The earmark is part of the $447 billion omnibus spending bill that was signed into law by President Barack Obama on Dec. 16, 2009. City officials found out Tuesday, Feb. 26, that a request for funds for the business park was included in the federal bill.
“The city has already purchased and amassed the land needed and completed preliminary design and engineering work along with an economic feasibility study,” Tanya Pereira, economic development deputy director, said in an e-mail Friday. “The business park will provide jobs and economic development through the investment in space for business, industrial, and manufacturing development.”
The federal grant funds require a local match, but details about how much that will be and rules regarding use of the funds are not yet available, D’arcy Main-Boyington, economic development director, said Friday.
“There are a lot of parts of phase one [of the new business park] that this could be used for,” she said, listing utilities or road construction as possibilities. “We haven’t decided exactly.”
She added that once the city gets the details of the match, “we’ll figure out from there where we’ll get the biggest bang for the buck.”
The city already is planning to add about 800 feet to the dirt road that leads past the landfill to reach the parcel where the proposed liquid methane energy plant will be located.
The land was picked because it’s close to a natural gas pipeline that travels through the city.
“We’re taking gas from the Maritimes and Northeast Pipeline,” Hofford told residents. “We’re purifying and liquefying it so we can truck it.”
Liquefied methane is cleaner to burn and a considerably cheaper alternative to petroleum products, he said.

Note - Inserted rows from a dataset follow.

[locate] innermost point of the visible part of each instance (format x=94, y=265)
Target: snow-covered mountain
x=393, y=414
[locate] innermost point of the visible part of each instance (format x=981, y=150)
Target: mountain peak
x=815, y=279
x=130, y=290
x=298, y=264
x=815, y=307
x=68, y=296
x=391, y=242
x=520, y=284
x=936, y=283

Maine Liquid Methane Fuels submitted plans for the state’s first natural gas processing plant to the city in January and was placed on the February planning board agenda. The meeting is set to be held at 6 tonight at City Hall.
The limited liability corporation also must apply for a wetland mitigation permit from the U.S. Army Corps of Engineers to extend the road and a permit from the state Department of Environmental Protection.
If all goes as planned, the facility would open in the late spring or early summer of 2011, Hofford said.